Women who develop cervical dysplasia may also have only some or none of these risk factors.

Currently the most common risk factor for cervical dysplasia is genital infection with the human papilloma virus (HPV), which is usually (but not always) transmitted through sexual intercourse.

Some types of HPV can cause condylomata, i.e. small skin growths with a cauliflower-like appearance located on the skin of the vulva, the perianal area, the surface of the vagina, the cervix, or in the male partner.

Other HPV types, on the other hand, are capable of ‘transforming’ the cells of the cervix so as to facilitate the onset of dysplasia.

There is growing evidence that smoking is another important risk factor for cervical dysplasia

A woman who smokes, even occasionally, should stop smoking if she has cervical dysplasia.

Women with dysplasia who continue to smoke are not only more likely to develop recurrent cervical dysplasia despite adequate treatment, but also have an increased risk of developing dysplasia or cancer at other sites, including the vagina, vulva, lung, stomach, etc.

How is cervical dysplasia treated?

There are numerous treatment modalities for cervical dysplasia.

Factors influencing the choice of treatment include the extent and severity of the dysplasia, the woman’s age, her desire for future pregnancies, and the possible presence of other gynaecological problems.

The most common methods for treating cervical dysplasia are laser, LEEP, and surgical conization.

The aim of cervical dysplasia treatment, whether medical or surgical, is to remove the lesion and thus stop the cancer from developing.

Regardless of the treatment carried out, however, there is a possibility that the dysplasia may recur, i.e. that it may recur.

Usually, a recurrence is not a serious problem if it is discovered and treated early; however, it can develop into cancer, as can the primary lesion, if left untreated.

It is therefore essential to have regular check-ups (colposcopy) every 3 months during the first year after treatment, every 6 months the following year, and then once a year.

Treatment

Laser.
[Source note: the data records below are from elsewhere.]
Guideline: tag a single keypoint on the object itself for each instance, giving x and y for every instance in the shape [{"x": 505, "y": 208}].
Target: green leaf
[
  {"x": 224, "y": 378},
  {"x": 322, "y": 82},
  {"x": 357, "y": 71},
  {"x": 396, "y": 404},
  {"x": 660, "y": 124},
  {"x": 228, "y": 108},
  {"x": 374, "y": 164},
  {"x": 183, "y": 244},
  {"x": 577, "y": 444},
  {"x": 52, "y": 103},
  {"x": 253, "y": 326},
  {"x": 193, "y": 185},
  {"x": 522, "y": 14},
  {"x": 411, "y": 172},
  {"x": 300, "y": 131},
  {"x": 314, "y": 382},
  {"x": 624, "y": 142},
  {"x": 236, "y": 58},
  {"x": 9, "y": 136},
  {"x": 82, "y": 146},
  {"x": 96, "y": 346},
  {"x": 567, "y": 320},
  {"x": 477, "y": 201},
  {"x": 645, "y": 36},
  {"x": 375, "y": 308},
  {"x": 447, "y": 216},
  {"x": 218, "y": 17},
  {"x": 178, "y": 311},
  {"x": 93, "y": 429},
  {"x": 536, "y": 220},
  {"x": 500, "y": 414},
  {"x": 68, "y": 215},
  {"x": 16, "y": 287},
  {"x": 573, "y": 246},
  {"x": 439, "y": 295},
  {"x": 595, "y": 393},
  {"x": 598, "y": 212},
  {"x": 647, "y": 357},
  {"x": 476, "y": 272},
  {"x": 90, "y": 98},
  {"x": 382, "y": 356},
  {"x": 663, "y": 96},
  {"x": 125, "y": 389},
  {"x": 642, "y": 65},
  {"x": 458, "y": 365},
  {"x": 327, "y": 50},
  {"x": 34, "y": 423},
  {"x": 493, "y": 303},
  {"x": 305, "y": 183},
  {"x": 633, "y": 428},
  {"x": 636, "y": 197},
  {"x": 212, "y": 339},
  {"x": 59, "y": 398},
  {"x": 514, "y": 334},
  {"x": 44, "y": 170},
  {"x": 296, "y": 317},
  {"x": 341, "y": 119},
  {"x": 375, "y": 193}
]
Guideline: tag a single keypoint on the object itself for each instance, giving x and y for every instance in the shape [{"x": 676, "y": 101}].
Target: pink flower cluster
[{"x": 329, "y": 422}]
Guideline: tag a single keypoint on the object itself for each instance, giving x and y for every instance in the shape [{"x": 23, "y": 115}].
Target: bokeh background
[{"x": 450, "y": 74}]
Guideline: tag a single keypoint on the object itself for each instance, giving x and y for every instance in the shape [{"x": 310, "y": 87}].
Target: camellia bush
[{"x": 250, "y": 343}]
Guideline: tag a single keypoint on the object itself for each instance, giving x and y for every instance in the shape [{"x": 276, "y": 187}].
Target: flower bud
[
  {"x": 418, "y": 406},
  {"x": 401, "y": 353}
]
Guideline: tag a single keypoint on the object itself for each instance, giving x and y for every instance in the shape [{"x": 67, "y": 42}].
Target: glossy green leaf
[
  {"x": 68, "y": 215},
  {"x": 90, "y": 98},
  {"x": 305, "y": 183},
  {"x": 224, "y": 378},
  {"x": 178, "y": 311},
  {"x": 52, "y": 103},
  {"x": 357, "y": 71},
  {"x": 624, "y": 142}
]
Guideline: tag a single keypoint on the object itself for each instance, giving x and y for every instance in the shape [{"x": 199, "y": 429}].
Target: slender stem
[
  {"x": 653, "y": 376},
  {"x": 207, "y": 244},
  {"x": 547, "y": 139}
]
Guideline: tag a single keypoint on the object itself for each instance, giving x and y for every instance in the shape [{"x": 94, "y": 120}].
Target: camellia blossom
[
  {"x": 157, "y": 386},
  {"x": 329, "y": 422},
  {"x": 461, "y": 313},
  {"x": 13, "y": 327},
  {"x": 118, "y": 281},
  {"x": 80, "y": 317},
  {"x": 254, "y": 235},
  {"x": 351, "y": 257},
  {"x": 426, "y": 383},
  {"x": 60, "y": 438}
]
The Carbonic Acid Laser uses a small infrared light beam to vaporise (destroy by turning into vapour) abnormal cells.

The laser beam is invisible to the human eye and is focused by the colposcope lens on a tiny dot (0.1-2 millimetres).
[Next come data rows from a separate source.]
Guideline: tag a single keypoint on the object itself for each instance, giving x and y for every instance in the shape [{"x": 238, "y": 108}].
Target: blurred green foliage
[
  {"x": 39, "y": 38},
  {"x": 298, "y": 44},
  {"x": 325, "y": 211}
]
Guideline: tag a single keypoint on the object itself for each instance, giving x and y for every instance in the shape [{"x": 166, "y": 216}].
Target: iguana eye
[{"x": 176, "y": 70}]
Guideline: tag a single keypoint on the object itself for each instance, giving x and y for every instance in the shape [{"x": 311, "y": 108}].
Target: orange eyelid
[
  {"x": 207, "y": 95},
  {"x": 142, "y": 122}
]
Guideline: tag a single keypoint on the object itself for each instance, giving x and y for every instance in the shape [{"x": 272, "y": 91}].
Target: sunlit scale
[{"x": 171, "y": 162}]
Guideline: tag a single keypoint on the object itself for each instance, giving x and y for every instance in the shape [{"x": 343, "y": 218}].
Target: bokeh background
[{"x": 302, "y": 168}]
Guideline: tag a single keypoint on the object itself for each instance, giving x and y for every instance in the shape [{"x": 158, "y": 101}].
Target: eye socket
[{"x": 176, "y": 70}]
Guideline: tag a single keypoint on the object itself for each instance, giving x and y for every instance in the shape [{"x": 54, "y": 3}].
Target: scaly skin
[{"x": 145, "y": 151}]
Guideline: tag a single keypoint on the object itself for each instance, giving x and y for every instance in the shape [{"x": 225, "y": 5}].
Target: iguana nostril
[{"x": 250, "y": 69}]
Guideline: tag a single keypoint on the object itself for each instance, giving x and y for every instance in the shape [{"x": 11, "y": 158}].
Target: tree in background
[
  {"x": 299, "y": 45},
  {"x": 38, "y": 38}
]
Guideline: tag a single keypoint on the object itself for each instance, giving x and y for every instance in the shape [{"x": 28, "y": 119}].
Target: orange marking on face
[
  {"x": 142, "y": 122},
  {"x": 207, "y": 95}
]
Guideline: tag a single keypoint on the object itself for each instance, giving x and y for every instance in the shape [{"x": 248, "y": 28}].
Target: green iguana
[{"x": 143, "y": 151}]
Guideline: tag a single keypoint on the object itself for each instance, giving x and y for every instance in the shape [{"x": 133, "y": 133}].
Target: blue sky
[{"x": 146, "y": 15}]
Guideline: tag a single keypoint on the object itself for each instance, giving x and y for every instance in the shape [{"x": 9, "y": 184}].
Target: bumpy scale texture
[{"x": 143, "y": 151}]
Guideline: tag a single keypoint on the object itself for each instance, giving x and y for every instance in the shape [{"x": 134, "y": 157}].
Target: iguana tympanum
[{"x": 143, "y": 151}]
It is a very accurate technique as the area and depth of action of the laser beam can be controlled very precisely.

In fact, more than 90% of patients recover with a single treatment.

Numerous studies have shown that this method has no negative effect on fertility or pregnancy mechanisms.
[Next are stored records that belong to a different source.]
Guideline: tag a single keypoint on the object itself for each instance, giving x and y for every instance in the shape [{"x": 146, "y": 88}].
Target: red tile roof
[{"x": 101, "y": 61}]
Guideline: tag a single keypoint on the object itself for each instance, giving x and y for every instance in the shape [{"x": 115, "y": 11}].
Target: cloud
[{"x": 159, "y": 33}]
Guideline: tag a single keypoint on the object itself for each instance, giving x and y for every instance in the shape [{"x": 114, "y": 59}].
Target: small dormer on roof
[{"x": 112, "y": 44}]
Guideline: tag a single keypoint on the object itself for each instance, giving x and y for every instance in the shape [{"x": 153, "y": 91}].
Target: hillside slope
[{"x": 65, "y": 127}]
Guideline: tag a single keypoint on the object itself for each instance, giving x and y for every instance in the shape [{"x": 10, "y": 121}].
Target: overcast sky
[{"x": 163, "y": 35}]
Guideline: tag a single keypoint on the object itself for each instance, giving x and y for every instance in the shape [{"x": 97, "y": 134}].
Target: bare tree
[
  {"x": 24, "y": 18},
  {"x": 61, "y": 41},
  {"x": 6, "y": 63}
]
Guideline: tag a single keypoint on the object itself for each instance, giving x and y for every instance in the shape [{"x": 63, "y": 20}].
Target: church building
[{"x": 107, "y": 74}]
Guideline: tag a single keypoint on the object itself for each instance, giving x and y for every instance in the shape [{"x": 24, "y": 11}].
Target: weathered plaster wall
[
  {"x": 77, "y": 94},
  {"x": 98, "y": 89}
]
It is a simple and painless method, which is performed under local anaesthesia.

Patients are usually given a painkiller in the 30 minutes preceding the treatment in order to inhibit any menstrual cramps following the treatment.

Bleeding, which is bothersome but rarely serious, may also appear occasionally.

LEEP (Loop Electrosurgical Excision Procedure).

LEEP means Loop Electrosurgical Excision Procedure.

A small, electrically charged loop is used to remove the dysplasia.

This technique is advantageous as it is performed quickly and provides a cone or cylinder sample that can later be analysed in the pathology laboratory.

It is also particularly useful for dysplasia extending to the endocervical canal.

It is performed under local anaesthesia.

Postoperative symptoms include menstrual-like cramps and generally contained bleeding.

Conisation (cone biopsy). Conisation is a surgical procedure by which a cone-shaped portion of the cervix is removed.

It is performed as an in-patient in a day-hospital setting and can be performed using a laser (laser coning), a scalpel (cold blade coning) or a macro-needle electrode and can be combined with a D&C (dilatation and curettage) to evaluate the higher cells in the uterus.

A coning may have diagnostic and/or therapeutic purposes: a cone performed for diagnostic purposes may, in some cases, simultaneously resolve the problem by completely removing the lesion that may be present on the biopsy tissue.

Conisation may sometimes be selected as the treatment of choice for dysplasia, especially if it significantly involves the cervical canal.